Thinking Out Loud: Susan Unger

By CIOinsight  |  Posted 03-01-2002 Print Email
Having spent half of her career in Chrysler Corp.'s finance department, DC CIO Susan Unger recalls being "one of the most vocal critics of IT."

Having spent half of her career in Chrysler Corp.'s finance department, DC CIO Susan Unger recalls being "one of the most vocal critics of IT." But in 1990, thanks in part to her innovative use of technology to cut costs, Unger became the chief of IS and, five years later, CIO of DaimlerChrysler. Writer Paul A. Eisenstein asks Unger about the challenges to IT in a merger.

CIO INSIGHT: How were the two companies most different on the IT front?

Unger: For Daimler-Benz, IT was a very decentralized activity. Each business and plant was responsible for its own IT. Chrysler was much more centralized. There were a lot of discussions early on about how we would organize this. I put together a plan calling for a global IT organization that would reflect the different business groups. If the new organization was to work correctly, I figured, the business side would need to perceive the strength of the integrated IT organization—not build things twice and share the best talent to provide a competitive solution. I also recommended an application-standard portfolio and standardized infrastructure. We felt it would take three to four years to get this all accomplished. Much of that initial roadmap has not changed.

The cultural challenges must have been enormous.

Creating a new DC culture was obviously not going to be comfortable for anyone. I made the decision early on that it was extremely important that we physically meet each other, so we spent a lot of time early on doing that.

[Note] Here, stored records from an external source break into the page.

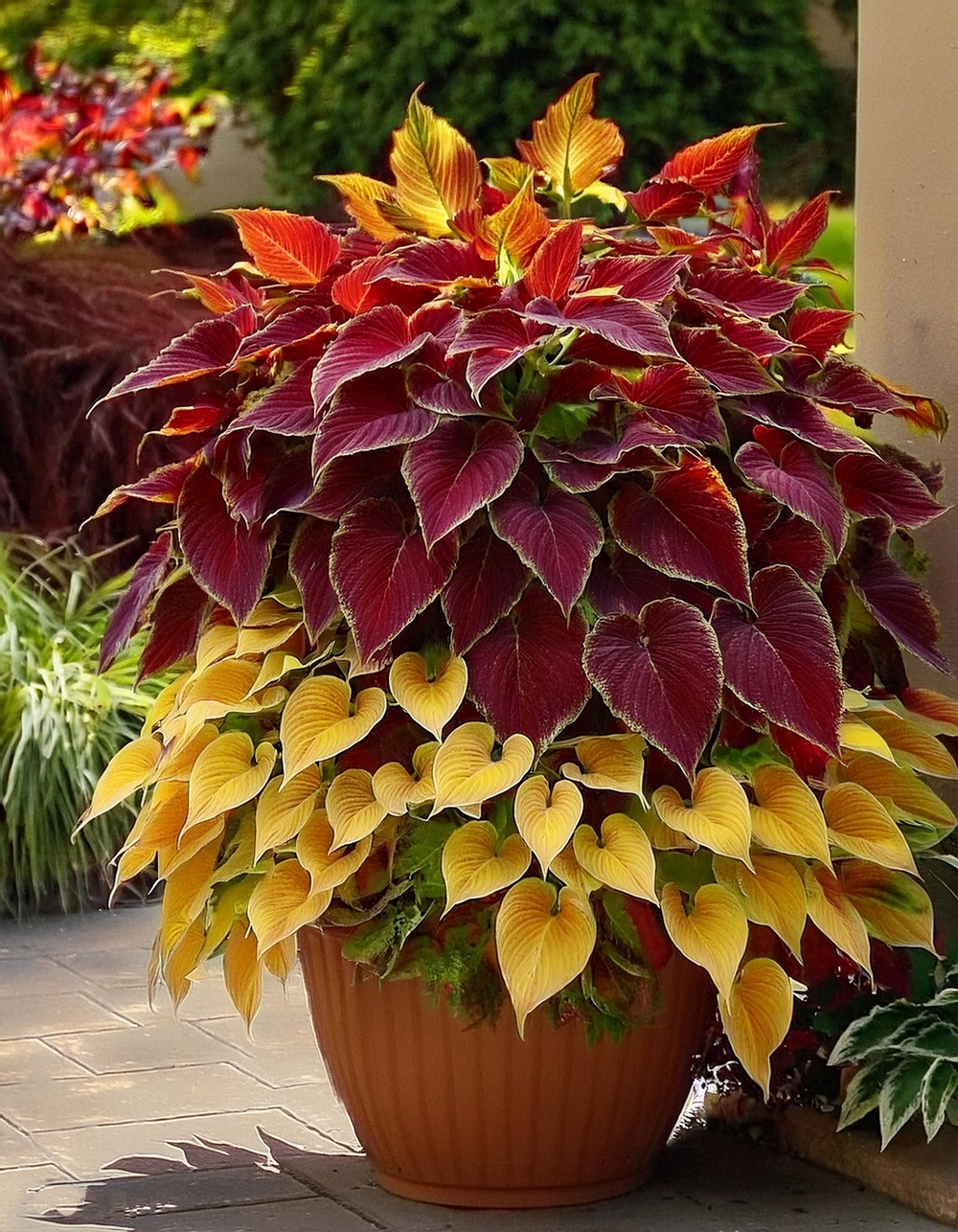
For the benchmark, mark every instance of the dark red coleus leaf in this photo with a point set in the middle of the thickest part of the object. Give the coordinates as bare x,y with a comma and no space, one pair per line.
556,262
177,617
661,673
370,413
125,617
745,289
875,488
227,557
794,477
626,323
792,238
457,469
526,674
488,581
819,330
730,369
659,201
687,526
383,573
785,659
379,339
309,559
557,535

We had to work around the clock to meet heavy deadlines to get systems up and running, and people didn't have time for a lot of nonsense.

Which gap was easier: culture or technology?

I think one of the more difficult things was being able to sit down with each one of the individual business leaders and talk about the next three years, and what they felt would be the key projects. It really was mapping out, through IT, where the company wanted to go. I think my staff thought I was crazy to have those talks right away. When things are tough, all of a sudden, you only do essential projects, and you implement them faster, and you get everybody on board. There's a focus you wouldn't get otherwise. I think this has been a great time for IT.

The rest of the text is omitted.